The First Time The Federal Military Was Used To Quell A Domestic Uprising? It Was About Taxes, Of Course

Taxes

Watch Benjamin Willis and Joseph Thorndike, contributing editors for Tax Notes Federal, discuss the Whiskey Rebellion, the first time the federal government used military force to quell a domestic uprising.

Here are a few highlights…

On federal military force and tax

Joseph J. Thorndike: The very first time that the federal government used military force to put down an insurrection or a riot, or some sort of domestic disturbance, was for the enforcement of a tax law. It was for . . . the suppression of the Whiskey Rebellion in 1794 when George Washington took 13,000 federal troops and climbed up on his horse for the first time since the revolution and actually marched them into Western Pennsylvania.  

This was the first time that the federal government had tried to raise money by taxing something produced in the U.S. and consumed in the U.S. The tax was designed as part of Alexander Hamilton’s economic program. His plan was that the federal government would assume the debts of the states and [that would make them] federal debts, and then the federal government would fund this new, larger debt on an ongoing basis.

The key here is . . . Hamilton didn’t really intend to pay off that debt. What he really intended to do was to develop a class of bond holders, people who were lending that money to the federal government, who are invested both literally and figuratively in the success of that government [so that they] would be invested in making sure that the federal government continues to exist.

 In order to make sure that we could pay that interest, that we could fund that debt, he thought the best way to do that was to raise money from other things, like these farmers on the Western frontier who were distilling whiskey. And so they create this whiskey tax.
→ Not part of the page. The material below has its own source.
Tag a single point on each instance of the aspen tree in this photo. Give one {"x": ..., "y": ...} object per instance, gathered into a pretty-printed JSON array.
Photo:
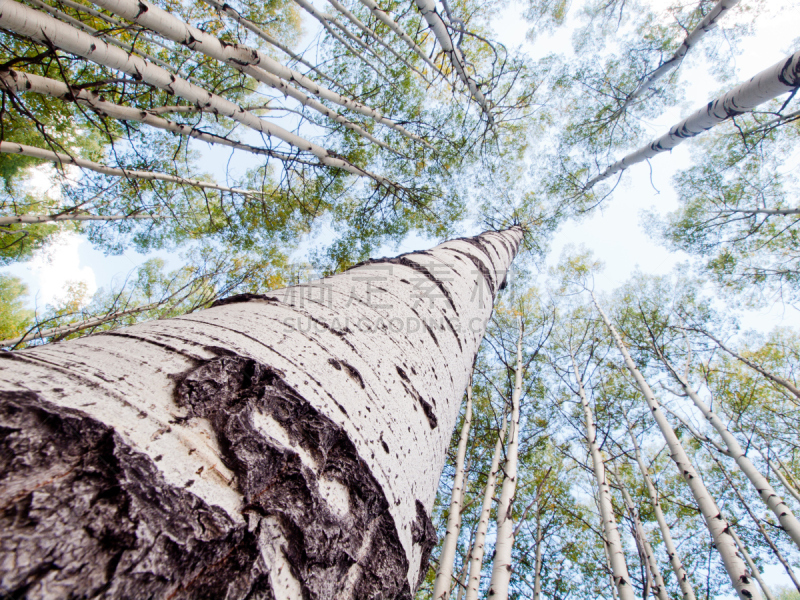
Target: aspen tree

This is a really burdensome tax for these little guys. And on top of that, the way it’s enforced is very burdensome. They have federal tax collectors with . . . the power to enter any building anytime they want . . . [and] if they find problems, they can levy ruinous fines on these people, and they can also confiscate their materials and not just the goods that they’re producing, but all of the things that they’re using to produce it.

Hamilton [believed that] . . . the country’s prosperity and territorial integrity and survival really depended on it being a commercial and industrial enterprise, not a nation of small farmers . . . He believed that that kind of industrial consolidation was a good thing for the country. The more traditional view of Hamilton is [that] he knew what needed to be done. The country was on tenuous financial footing . . . and I think that like most historical situations, the truth probably lies somewhere in the middle. There probably were difficult decisions that needed to be made, whether he needed to sacrifice the interest of the little guy as much as he did, or as completely as he did, or with as much reckless abandoned as he did. Well, maybe not, but it’s also undeniable that he achieved something quite significant in putting the U.S. on a solid economic fiscal foundation.

On using the U.S. history of military force to strengthen a political agenda

Joseph J. Thorndike: . . . I think that analogies with history are dangerous things and most historians resist them because the truth is that, because the situations tend to be historically unique, they are specific to the situation . . . Why they did it then and why you might want to do something now are really not related to each other in any meaningful way. There are too many independent variables . . . I don’t think history provides a moral license in any way. Even if the past event does appear to be morally clear . . . it doesn’t lend that moral legitimacy to the next event. You have to engage them each independently.